ITIL Service Lifecycle Model

This is a simplified explanation of ITIL’s densely comprehensive framework. And while the full ITIL model can only be adopted to its fullest by large enterprises, smaller businesses can choose which elements best suit their needs. Rather than service desk or help desk, we are talking about degrees of IT service management, whether its most basic components or its most comprehensive strategies.
Selecting ITSM software for your business
ITSM vendors tend to market toward more comprehensive options that appeal to the greatest number of customers. There’s a good chance that many ITSM software options go above and beyond needs of many small and midsize businesses.
This could be a good thing because you might begin to take advantage of more advanced features as your IT needs evolve. ITSM products are often cloud-based and have monthly subscriptions plans so that they can scale as your company grows.
However, buying a product that is difficult to implement or too complicated for your needs is likely to end in failure.
A small business with 25 employees-and one or two IT people who do it all-might only need ticketing software that organizes IT requests more efficiently than email. A business with 100-200 employees and an IT staff of 4-10 probably needs something more robust that includes problem, change, and asset management, along with a self-service portal.
Larger businesses often require a full suite customizable product that incorporates the full spectrum of IT service management needs for hundreds or thousands of employees spread across multiple locations.
Here at GetApp, we regularly update our Category Leaders for IT Service Management (ITSM) software. Rankings are based on a composite of reviews, integrations, functionality, and security.

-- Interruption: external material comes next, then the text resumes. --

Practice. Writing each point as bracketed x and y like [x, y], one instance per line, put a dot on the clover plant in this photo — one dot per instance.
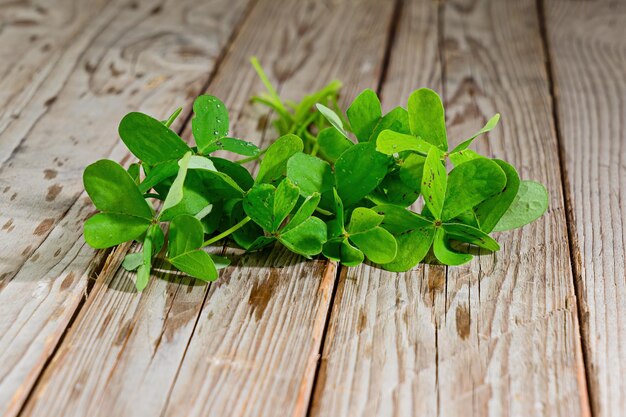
[354, 187]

The latest edition, published in January, 2019, includes a top 4 of Freshservice ServiceDesk, Jira Service Desk, Samanage, and ServiceNow.

Freshservice ServiceDesk
Freshdesk ServiceDesk is a full featured ITSM application that takes cues from ITIL best practices. Pricing is per-user and available in four incrementally more robust packages. It also includes asset management (per-asset fees might apply) and gamification options.

Service requests in Freshservice ServiceDesk (Source)
Jira Service Desk
Jira Service Desk is a highly customizable ITSM solution that offers full integration with other Atlassian software. Pricing is per-agent and is offered at a special rate for small businesses with only 1-3 agents.

SLA creation in Jira Service Desk (Source)
Samanage
Samanage is a comprehensive ITSM product that can also be used for external customer service needs. Pricing is per-agent and available in three different packages. Asset management is also available for an additional per-asset fee.

Dashboard in Samanage (Source)
ServiceNow
ServiceNow is among the most commonly used ITSM products at large enterprises and is aligned with ITIL best practices. And while it can be used by mid-size businesses, it is not appropriate for small business use (although the pared down ServiceNow Express is marketed toward small businesses). Pricing is based on the number of IT process users and is generally determined on a case-by-case basis.

Project roadmap in ServiceNow (Source)
Next steps
Ultimately, thinking in terms of service desk versus help desk isn’t useful for your company. Instead, evaluate the maturity of your IT organization and consider where you want it to be in the future. Then you can adopt the IT service management strategies and products that will be the most valuable to your business.
This article is part of an ongoing series about the business value of IT
Note: The information contained in this article has been obtained from sources believed to be reliable. The applications selected are examples to show a feature in context and are not intended as endorsements or recommendations.